I’ve seen my share of people come in to an organization with various degrees and certifications and while they can provide a lot of strategic or academic talk, their ability to recommend and implement the tactics is lacking.

If you simply take the methodologies and apply them in a cookie-cutter way, your chances of change management success are slim. Every organization or client is different. The people differ, the company culture differs—you need to be able to take these always-different environments and connect with people on a human level. That is when the action really happens.

So, with certification in hand, how do you integration that human connection into your work, so that people feel connected and valued (i.e., open to change?) Here are some of my best practices:

  1. Build Relationships. Determine who your primary stakeholders are and build relationships with them. Through these relationships, you’ll learn about the organization and its challenges; plus, these folks will also help guide you to determine which methodologies you should recommend to implement. By understanding what the organization needs, you can determine how to best apply the changes. Remember, nothing is cookie cutter.
  2. Be Authentic. You need to genuinely want to develop these relationships and get to know people. If you honor your word—when you say you’re going to do something, do it—then the people in the organization will see that and be more likely to take your recommendations and provide you the opportunity to do your work. Authenticity builds trust with your partners. The recommendations you make will be much more well-received if you have trust—trust that is gained by being authentic.
  3. Be a Leader.I’m currently reading the book, “Extreme Ownership: How U.S. Navy SEALs Lead and Win,” by Jacko Willink and Leif Babin. Among other things, it’s about a Navy SEAL platoon and how they develop leaders within the SEALs. The ‘leader’ is a role on the team, everyone plays a critical role—it is the leader’s main job to communicate the ‘why’ of the mission and explain each person’s role and how it is critical to accomplish the mission. This helps the team develop a belief in the mission. While on a much smaller scale, change management works similarly. The most critical thing a leader can do is share the vision and the mission—the WHY we are doing something. (In Prosci terms, this is referred to as developing the desire.) Being a leader is learned from putting your certification knowledge into action in the field. Leaders make realistic assessments, acknowledge failures, take ownership of issue, and develop plans to improve. Prosci is the framework, but your experience is the engine that will drive your success on the ground as a Prosci leader!

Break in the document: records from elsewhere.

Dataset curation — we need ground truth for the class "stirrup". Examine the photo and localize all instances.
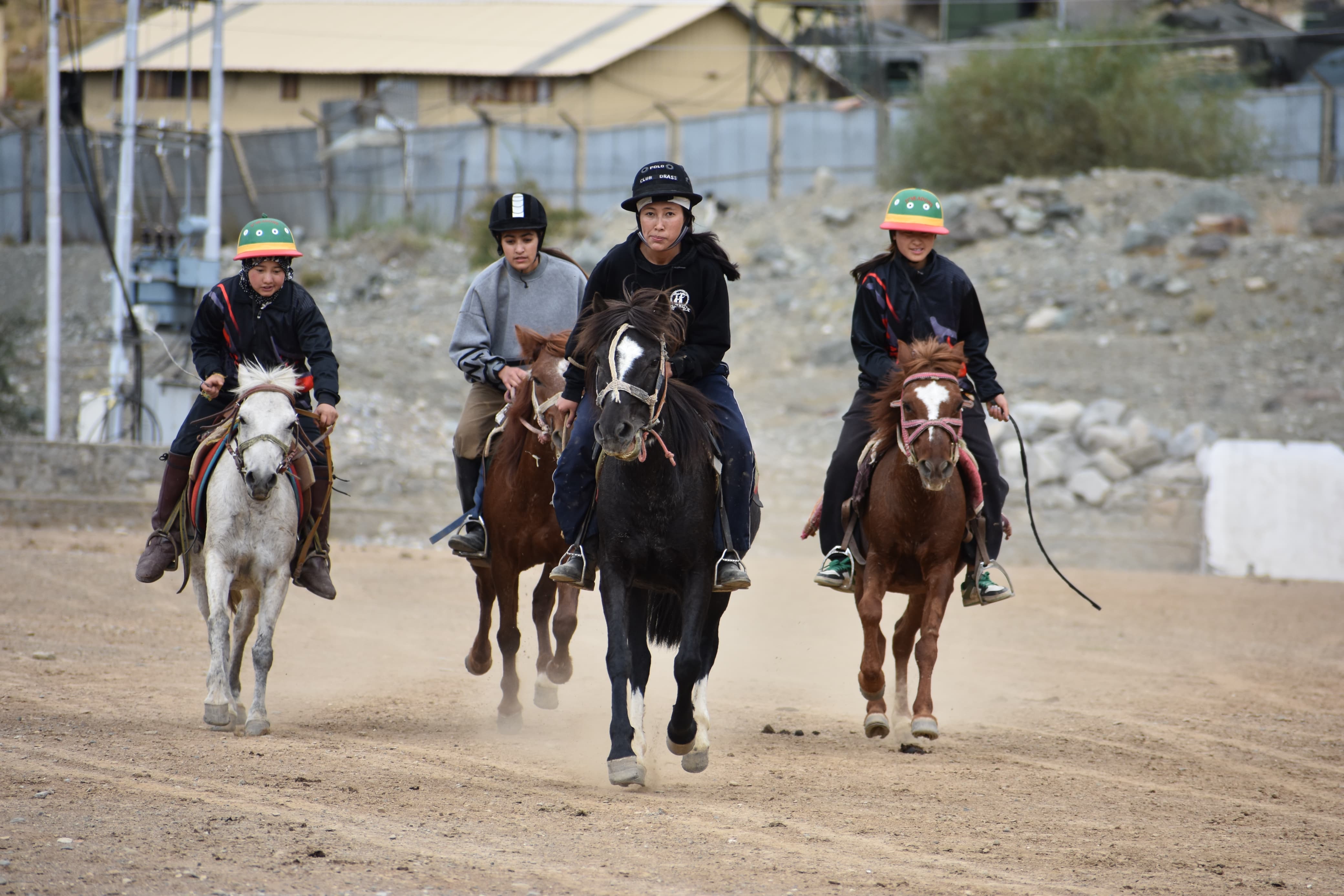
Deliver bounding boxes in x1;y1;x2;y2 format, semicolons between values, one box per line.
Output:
714;548;751;592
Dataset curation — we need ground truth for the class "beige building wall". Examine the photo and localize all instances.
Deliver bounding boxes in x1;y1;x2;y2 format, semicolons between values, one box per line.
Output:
85;11;828;132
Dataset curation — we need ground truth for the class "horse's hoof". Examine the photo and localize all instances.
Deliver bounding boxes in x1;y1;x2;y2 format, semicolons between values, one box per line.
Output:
668;735;695;771
205;702;234;728
863;712;891;737
546;658;574;685
910;716;938;740
532;682;561;709
681;750;709;775
606;756;644;787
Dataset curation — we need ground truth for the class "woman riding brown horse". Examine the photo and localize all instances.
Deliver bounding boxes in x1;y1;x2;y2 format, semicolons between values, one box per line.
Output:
467;326;579;731
854;339;973;739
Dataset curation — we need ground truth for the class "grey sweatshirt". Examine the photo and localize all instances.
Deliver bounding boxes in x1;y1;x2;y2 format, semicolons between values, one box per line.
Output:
447;253;587;385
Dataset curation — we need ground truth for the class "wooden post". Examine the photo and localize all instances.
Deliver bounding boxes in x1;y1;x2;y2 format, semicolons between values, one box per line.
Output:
225;130;261;218
559;110;586;211
653;102;681;165
1312;69;1336;184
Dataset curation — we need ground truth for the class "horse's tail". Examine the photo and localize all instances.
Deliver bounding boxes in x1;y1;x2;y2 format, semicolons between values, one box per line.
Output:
649;592;681;648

As you begin applying your Prosci certification in your work, remember that it is a guideline—the desire to change and understanding the people you’re working with goes beyond methods and is all about understanding the real-world application.

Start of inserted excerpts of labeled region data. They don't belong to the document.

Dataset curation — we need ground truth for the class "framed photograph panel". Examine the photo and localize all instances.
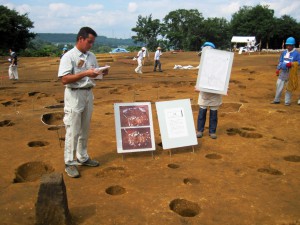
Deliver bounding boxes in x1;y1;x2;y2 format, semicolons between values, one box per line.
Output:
196;49;234;95
155;99;198;149
114;102;155;153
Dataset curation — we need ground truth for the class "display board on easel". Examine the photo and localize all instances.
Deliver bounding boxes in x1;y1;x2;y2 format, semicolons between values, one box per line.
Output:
114;102;155;153
196;49;234;95
155;99;198;149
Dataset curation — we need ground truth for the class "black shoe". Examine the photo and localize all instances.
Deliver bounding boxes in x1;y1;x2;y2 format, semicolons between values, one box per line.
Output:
65;165;80;178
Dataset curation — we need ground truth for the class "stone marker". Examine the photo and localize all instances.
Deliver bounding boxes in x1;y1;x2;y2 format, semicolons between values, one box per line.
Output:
35;172;72;225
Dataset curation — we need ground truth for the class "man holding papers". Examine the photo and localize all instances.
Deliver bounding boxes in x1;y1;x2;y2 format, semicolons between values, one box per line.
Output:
58;27;108;177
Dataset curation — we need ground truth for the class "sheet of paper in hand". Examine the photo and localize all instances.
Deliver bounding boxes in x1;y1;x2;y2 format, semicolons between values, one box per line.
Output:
196;49;234;95
94;66;110;80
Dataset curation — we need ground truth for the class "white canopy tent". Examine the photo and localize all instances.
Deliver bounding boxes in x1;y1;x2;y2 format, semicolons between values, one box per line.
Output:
231;36;256;43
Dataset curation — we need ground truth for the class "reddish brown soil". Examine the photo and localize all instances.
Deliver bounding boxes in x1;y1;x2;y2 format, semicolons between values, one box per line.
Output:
0;52;300;225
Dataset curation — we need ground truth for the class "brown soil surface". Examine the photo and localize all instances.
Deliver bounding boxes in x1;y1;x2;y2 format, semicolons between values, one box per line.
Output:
0;52;300;225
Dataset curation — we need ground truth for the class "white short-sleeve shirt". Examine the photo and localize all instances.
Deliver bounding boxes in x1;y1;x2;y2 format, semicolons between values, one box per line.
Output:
58;47;99;88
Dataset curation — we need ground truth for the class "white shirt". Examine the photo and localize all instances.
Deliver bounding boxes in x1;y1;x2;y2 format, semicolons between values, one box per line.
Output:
154;50;162;60
58;47;99;88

About the Author: Elizabeth Long is a professional Organization Development Consultant and Curriculum Developer/Trainer. She received her Certification in Organizational Change Management from Prosci and is certified in e-learning development from Langevine Learning Center. Elizabeth has worked in many industries: High tech, healthcare, and state and local government. Currently, Elizabeth works as an Executive Consultant with KAI Partners, Inc. as a contractor working in a variety of California State Departments. Elizabeth has lived in Sacramento for the past 17 years and appreciates the history of Sacramento as well as its convenience to many well-known destinations like San Francisco, Tahoe, and Reno.